E-signatures battle 'fear factor'

Agencies seem hesitant to trust esignatures on financial contracts or important legal agreements

At the Army's White Sands Missile Range, electronic signatures have greatly speeded up the mail. Routine correspondence is signed and delivered in a matter of seconds — eliminating hours, days or even weeks of waiting fora memo in the mail.

"Basically, this is about trying to get a document through the process faster," said Carl Saenz, an information systems manager at the New Mexico installation. Rain, snow, bad traffic or distance no longer matter now that signed, authenticated documents can be delivered electronically, he said.

White Sands uses electronic-signature software called ApproveIt, and there is no bigger fan than Saenz.

Electronic signatures gained legal authority in the federal government under the Government Paperwork Elimination Act of 1999, which requires agencies to make it possible for citizens to interact electronically with the government whenever possible by 2003. To ensure end-to-end electronic transactions, the law includes a section stating that an e-signature has the same legal effect, validity, and enforceability as an ink signature on paper.

Last year President Clinton also signed the Electronic Signatures in Global and National Commerce Act, giving the private sector a similar assurance.

Since then, dozens of agencies at the federal, state and local levels have begun using e-signatures, but cautiously.

"It's mostly for internal purposes," said Nathalie Benoit, spokeswoman for Silanis Technology Inc., a Canadian company that produces the ApproveIt e-signature software. She said the program has been bought by at least 80government divisions in the United States.

The Army, the U.S. Mint, the Kansas Department of Transportation and the district attorney for Stanislaus County, Calif., are among those now using ApproveIt and electronically signed documents in place of paper ones.

But in most cases, use remains limited to administrative matters within the agency, Benoit said. Agencies do not appear ready yet to trust e-signatures with financial contracts or important legal agreements.

At White Sands, for example, electronic signatures are mostly used for"day-to-day documents, memos of record and correspondence," Saenz said.

When the E-Sign Act was signed, it was hailed as clearing the way for multimillion-dollar transactions to be completed online with confidence that parties to the deal would be legally bound to it.

So far, however, the reaction has been more subdued.

Part of the problem is that no single type of electronic signature has emerged as the standard, said Ari Schwartz, a policy analyst at the Center for Democracy and Technology. The Government Paperwork Elimination Act also endorses the use of e-signatures but identifies more than a half-dozen varieties and multiple subvarieties, he said.

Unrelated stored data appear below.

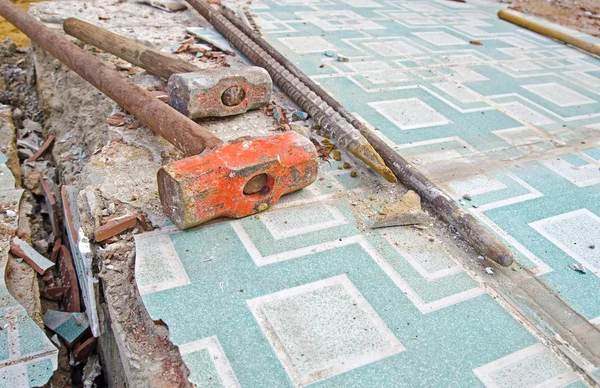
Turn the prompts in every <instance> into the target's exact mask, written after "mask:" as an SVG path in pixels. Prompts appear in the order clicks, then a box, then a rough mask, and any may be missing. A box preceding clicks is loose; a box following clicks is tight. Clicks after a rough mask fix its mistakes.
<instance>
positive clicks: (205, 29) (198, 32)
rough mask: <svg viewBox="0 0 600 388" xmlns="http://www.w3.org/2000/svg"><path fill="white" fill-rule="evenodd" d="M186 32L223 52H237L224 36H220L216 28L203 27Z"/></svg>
mask: <svg viewBox="0 0 600 388" xmlns="http://www.w3.org/2000/svg"><path fill="white" fill-rule="evenodd" d="M185 31H186V32H187V33H189V34H191V35H193V36H195V37H196V38H198V39H200V40H202V41H203V42H206V43H208V44H210V45H212V46H215V47H216V48H218V49H219V50H222V51H230V52H235V50H234V49H233V48H232V47H231V46H230V45H229V42H228V41H227V39H225V38H224V37H223V35H221V34H219V32H217V31H216V30H215V29H214V28H203V27H188V28H186V29H185Z"/></svg>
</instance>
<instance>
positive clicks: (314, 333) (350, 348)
mask: <svg viewBox="0 0 600 388" xmlns="http://www.w3.org/2000/svg"><path fill="white" fill-rule="evenodd" d="M248 306H249V307H250V309H251V310H252V313H253V314H254V317H255V318H256V320H257V322H258V324H259V326H260V328H261V329H262V331H263V333H264V334H265V336H266V337H267V339H268V341H269V342H270V344H271V346H272V347H273V349H274V351H275V354H276V355H277V357H278V358H279V360H280V361H281V363H282V364H283V367H284V368H285V370H286V372H287V373H288V375H289V377H290V379H291V380H292V382H293V383H294V384H295V385H296V386H297V387H302V386H306V385H309V384H313V383H315V382H318V381H321V380H325V379H328V378H330V377H333V376H336V375H339V374H342V373H345V372H348V371H350V370H352V369H355V368H358V367H361V366H363V365H367V364H370V363H372V362H375V361H378V360H381V359H383V358H386V357H389V356H391V355H394V354H397V353H400V352H402V351H404V350H405V349H404V346H402V344H401V343H400V341H398V339H397V338H396V337H395V336H394V334H393V333H392V332H391V330H390V329H389V328H388V327H387V325H386V324H385V322H384V321H383V320H382V319H381V318H380V317H379V315H378V314H377V313H376V312H375V310H374V309H373V308H372V307H371V305H370V304H369V303H368V302H367V301H366V300H365V299H364V297H363V296H362V294H361V293H360V291H359V290H358V289H357V288H356V287H355V286H354V284H352V282H351V281H350V279H348V277H347V276H346V275H339V276H334V277H332V278H328V279H323V280H319V281H317V282H313V283H308V284H305V285H302V286H298V287H294V288H290V289H287V290H283V291H279V292H276V293H273V294H269V295H265V296H261V297H258V298H255V299H251V300H249V301H248Z"/></svg>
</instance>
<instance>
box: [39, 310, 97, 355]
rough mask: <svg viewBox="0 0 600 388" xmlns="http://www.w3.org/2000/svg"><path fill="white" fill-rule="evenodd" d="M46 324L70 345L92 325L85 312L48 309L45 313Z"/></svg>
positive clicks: (45, 320)
mask: <svg viewBox="0 0 600 388" xmlns="http://www.w3.org/2000/svg"><path fill="white" fill-rule="evenodd" d="M44 325H45V326H46V327H47V328H48V329H50V330H52V331H53V332H55V333H56V334H58V335H59V336H60V337H61V338H62V339H63V340H64V341H65V342H66V343H67V345H68V346H70V345H71V344H72V343H73V342H75V341H77V340H78V339H79V338H81V336H82V335H83V334H84V333H85V332H86V330H87V329H88V328H89V327H90V324H89V323H88V321H87V318H86V316H85V314H84V313H70V312H64V311H57V310H48V311H46V314H44Z"/></svg>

There is also "a fear factor," Benoit said. People are often reluctant to adopt unfamiliar technologies.

To make electronic signatures seem more familiar, Silanis' software offers the capability to scan a handwritten signature so that it will appear when electronic documents are signed digitally. The image of the signature does not add any security to the approval process but is included "for cultural reasons," according to an Aug. 14 review of ApproveIt by Gartner Inc.

The value of electronic signatures is that they reduce the time it takes— sometimes weeks or months — and the cost of exchanging paper documents,according to Gartner.

The Army appears to be preparing for wider use of e-signatures. The U.S. Army Publishing Agency, which creates most of the forms the service uses, is adopting Silanis software to create electronic forms that are e-signature-enabled,Benoit said.

The Commonwealth of Virginia, however, is the first government entity to use ApproveIt for external transactions. The Virginia secretary of state uses the software to accept e-signed lobbyist disclosure forms, she said.